Sam’s the one here who proposes the idea of going to the Citadel to become a maester, versus Jon imposing this on him, as in the books.
That’s a really a key change. Sam gave quite an impassioned speech about Jon Snow becoming Lord Commander of the Night’s Watch, and if you look back on it in a way, you can see that was actually an acting performance by Sam. On the surface of it, he was putting Jon Snow forward because he believes he’s the best man, with the subtext being that if Jon is the Lord Commander, that’s the best chance Sam, Gilly, and baby Sam have to be happy. You can go all the way back and see when he was giving that speech, he was thinking about Jon, but he also had his own interests at heart there. It gives it a whole new level, a whole different edge to it, in retrospect. And it follows from the scene where Sam talks about if Ser Alliser Thorne becomes Lord Commander, how that would be bad for them because he hates wildlings, so he’ll hate Gilly and he’ll hate baby Sam, and from that moment on, Sam’s whole season is orchestrated in a way to get him and Gilly and the baby out of Castle Black. It’s a much more satisfying narrative arc of the season if it is Sam’s decision to go. And Sam’s always had this power of persuasion over people. It’s just in this season, he’s able to do it on a grander scale, using logic and pathos and persuasive language, almost political language, to get someone to try to change their mind.

Or to unwittingly confirm to someone that they should go ahead and make a really bad decision.
When that scene happened between Sam and Olly, Sam, completely obliviously, puts the final nail in Jon’s coffin. He really does. Last season, Sam told Olly to grab a bow and arrow and start killing people, so indirectly, Sam caused the death of Ygritte, and indirectly, Sam caused the death of Jon Snow. Completely just by accident. Same when he sent Gilly away to that brothel in Mole Town in season four. He had the best intentions, then, too. It’s best if Sam never does anything for anybody, because it never turns out well for them! Maybe he shouldn’t be a maester. He’s an absolute walking disaster. Everybody he tried to help ends up dead, or very nearly dead. He should keep his good heart to himself!

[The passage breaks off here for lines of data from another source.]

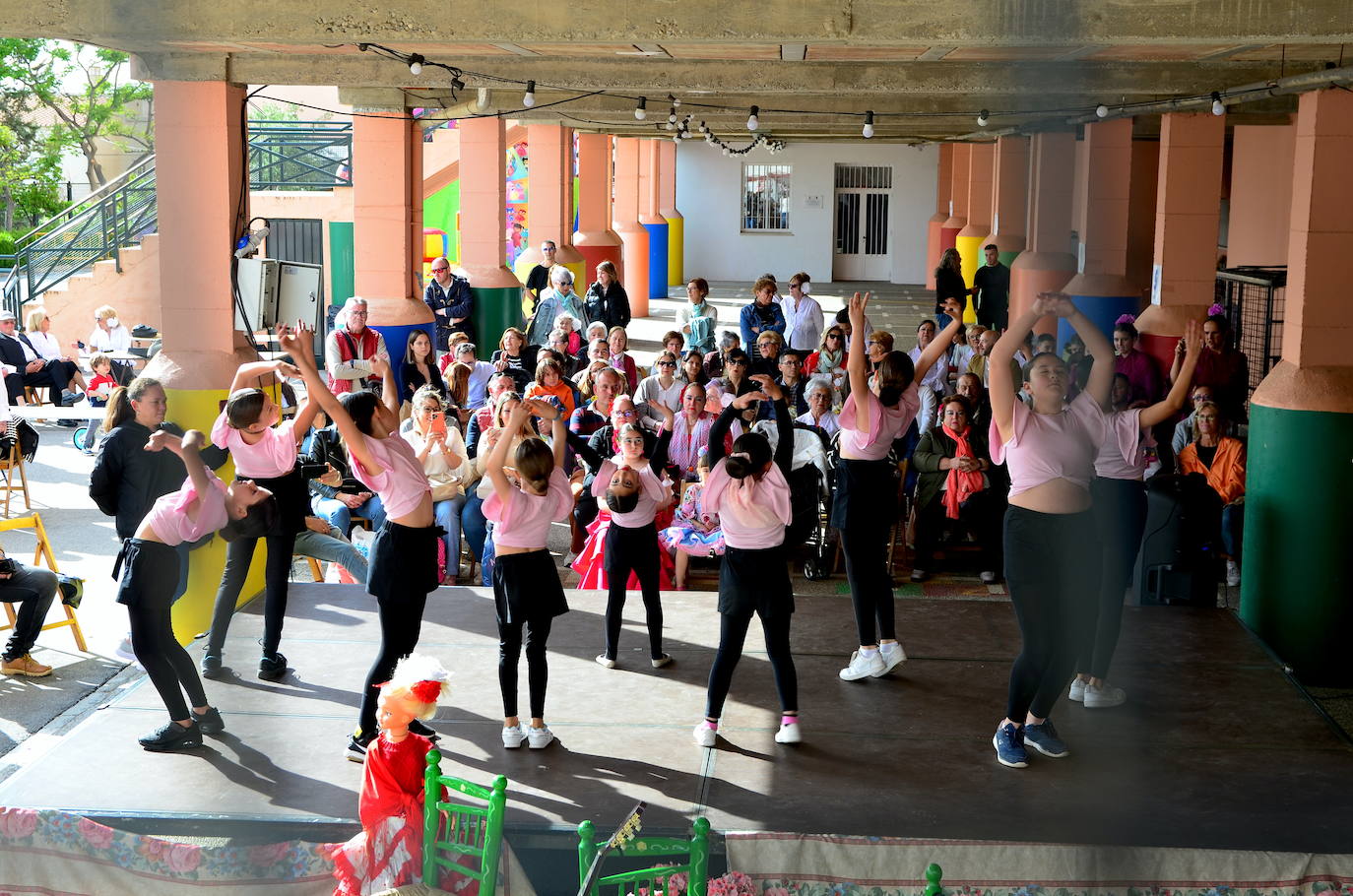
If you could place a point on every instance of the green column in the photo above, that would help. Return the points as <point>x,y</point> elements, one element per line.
<point>1295,588</point>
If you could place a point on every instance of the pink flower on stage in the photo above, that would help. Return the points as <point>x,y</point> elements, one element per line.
<point>184,857</point>
<point>97,835</point>
<point>18,823</point>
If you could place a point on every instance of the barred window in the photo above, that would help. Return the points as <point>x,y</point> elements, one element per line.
<point>766,198</point>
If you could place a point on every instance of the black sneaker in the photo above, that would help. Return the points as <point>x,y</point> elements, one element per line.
<point>172,736</point>
<point>272,668</point>
<point>210,722</point>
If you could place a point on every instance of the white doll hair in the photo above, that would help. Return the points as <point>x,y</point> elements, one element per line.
<point>419,675</point>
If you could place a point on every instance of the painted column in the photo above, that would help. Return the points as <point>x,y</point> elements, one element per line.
<point>198,191</point>
<point>483,226</point>
<point>1189,209</point>
<point>973,235</point>
<point>387,226</point>
<point>625,223</point>
<point>1102,289</point>
<point>596,241</point>
<point>668,209</point>
<point>1294,571</point>
<point>943,191</point>
<point>1048,263</point>
<point>549,194</point>
<point>650,216</point>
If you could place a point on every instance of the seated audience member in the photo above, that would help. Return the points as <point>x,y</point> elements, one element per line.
<point>1221,459</point>
<point>818,393</point>
<point>957,482</point>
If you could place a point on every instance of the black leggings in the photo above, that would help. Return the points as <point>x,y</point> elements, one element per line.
<point>1052,570</point>
<point>733,634</point>
<point>276,575</point>
<point>538,668</point>
<point>1121,517</point>
<point>632,549</point>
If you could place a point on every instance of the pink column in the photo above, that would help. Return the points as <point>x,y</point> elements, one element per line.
<point>943,191</point>
<point>596,241</point>
<point>1189,208</point>
<point>625,223</point>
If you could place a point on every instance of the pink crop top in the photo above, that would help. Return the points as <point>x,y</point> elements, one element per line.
<point>402,483</point>
<point>752,513</point>
<point>170,523</point>
<point>885,423</point>
<point>1046,447</point>
<point>523,520</point>
<point>1121,454</point>
<point>651,494</point>
<point>271,456</point>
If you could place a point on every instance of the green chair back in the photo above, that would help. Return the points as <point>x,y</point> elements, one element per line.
<point>456,828</point>
<point>694,850</point>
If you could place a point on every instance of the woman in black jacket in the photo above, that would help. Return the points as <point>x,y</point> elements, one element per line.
<point>607,299</point>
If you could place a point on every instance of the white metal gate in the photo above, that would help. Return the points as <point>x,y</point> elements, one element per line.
<point>862,228</point>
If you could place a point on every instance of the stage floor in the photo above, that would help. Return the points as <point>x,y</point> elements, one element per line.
<point>1214,748</point>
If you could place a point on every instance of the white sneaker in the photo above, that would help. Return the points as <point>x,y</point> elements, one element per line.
<point>862,667</point>
<point>1104,696</point>
<point>514,736</point>
<point>893,657</point>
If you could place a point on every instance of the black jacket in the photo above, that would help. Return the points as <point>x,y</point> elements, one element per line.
<point>127,478</point>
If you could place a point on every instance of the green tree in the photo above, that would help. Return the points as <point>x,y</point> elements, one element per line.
<point>84,90</point>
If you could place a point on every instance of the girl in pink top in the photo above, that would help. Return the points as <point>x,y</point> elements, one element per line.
<point>1121,516</point>
<point>404,558</point>
<point>527,589</point>
<point>151,578</point>
<point>1052,551</point>
<point>749,493</point>
<point>264,451</point>
<point>878,411</point>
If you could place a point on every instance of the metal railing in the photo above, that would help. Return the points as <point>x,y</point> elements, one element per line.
<point>282,156</point>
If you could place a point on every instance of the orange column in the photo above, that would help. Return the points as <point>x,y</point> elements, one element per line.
<point>943,191</point>
<point>625,223</point>
<point>1189,209</point>
<point>549,190</point>
<point>596,241</point>
<point>1048,264</point>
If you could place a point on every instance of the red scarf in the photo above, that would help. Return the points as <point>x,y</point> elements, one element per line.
<point>961,484</point>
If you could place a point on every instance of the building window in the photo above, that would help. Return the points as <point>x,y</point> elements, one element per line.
<point>766,198</point>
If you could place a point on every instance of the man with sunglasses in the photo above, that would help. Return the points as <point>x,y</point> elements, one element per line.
<point>451,303</point>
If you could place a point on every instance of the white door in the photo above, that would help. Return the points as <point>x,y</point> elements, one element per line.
<point>862,230</point>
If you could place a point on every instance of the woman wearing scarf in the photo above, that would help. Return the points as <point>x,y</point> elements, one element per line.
<point>957,482</point>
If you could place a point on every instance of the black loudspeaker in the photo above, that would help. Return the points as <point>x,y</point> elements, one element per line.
<point>1179,559</point>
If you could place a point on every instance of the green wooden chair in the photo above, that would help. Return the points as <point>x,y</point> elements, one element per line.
<point>694,850</point>
<point>455,828</point>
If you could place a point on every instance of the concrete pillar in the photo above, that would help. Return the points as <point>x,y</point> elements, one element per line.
<point>668,209</point>
<point>596,241</point>
<point>943,191</point>
<point>1294,581</point>
<point>483,224</point>
<point>387,224</point>
<point>625,224</point>
<point>1102,288</point>
<point>199,175</point>
<point>651,217</point>
<point>549,194</point>
<point>1189,209</point>
<point>1048,263</point>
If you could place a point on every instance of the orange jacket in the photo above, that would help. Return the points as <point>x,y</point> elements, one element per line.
<point>1227,473</point>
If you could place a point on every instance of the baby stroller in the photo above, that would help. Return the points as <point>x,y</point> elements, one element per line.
<point>809,493</point>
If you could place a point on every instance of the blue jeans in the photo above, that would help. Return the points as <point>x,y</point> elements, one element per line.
<point>340,516</point>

Is there anything Sam could have said to Olly that would have changed things?
No. What can you say? People who’ve never had their parents killed by a certain tribe of people probably don’t understand how hard it is to communicate with somebody who has. People try to appeal to other characters all the time to try to get them to think, but so many characters just feel, and Olly really feels, in his gut, what happened to his family. Olly was very impassioned when talking to Sam: “The wildlings killed my mom and dad. They killed everybody I knew.” Olly’s not acting on instinct. These feelings are deep-rooted. He probably made up his mind a long time ago. And obviously, people like Alliser Thorne, they’re going to be in Olly’s ear all the time. I don’t think Sam and the forces of tolerance and kindness really stand a chance when you’ve got a headstrong young man and a brutal, warmongering figure with bloodlust in his ear telling him to do it.

Too bad, because fans are going to freak out about what Olly does. Or what the show does. One of the stages of grief is bargaining …
Who are they going to be bargaining with? [Showrunners] David [Benioff] and Dan [Weiss]? You going to send an aggrieved email? Just all get together and chip in, get some cash in a hat, and send David and Dan a check? You’re barking up the wrong tree. It’s not going to work. [Laughs.] It’s all very well to try to bargain with God, but you’re dealing with Benioff and Weiss now. Now you’re dealing with real power. [Laughs.]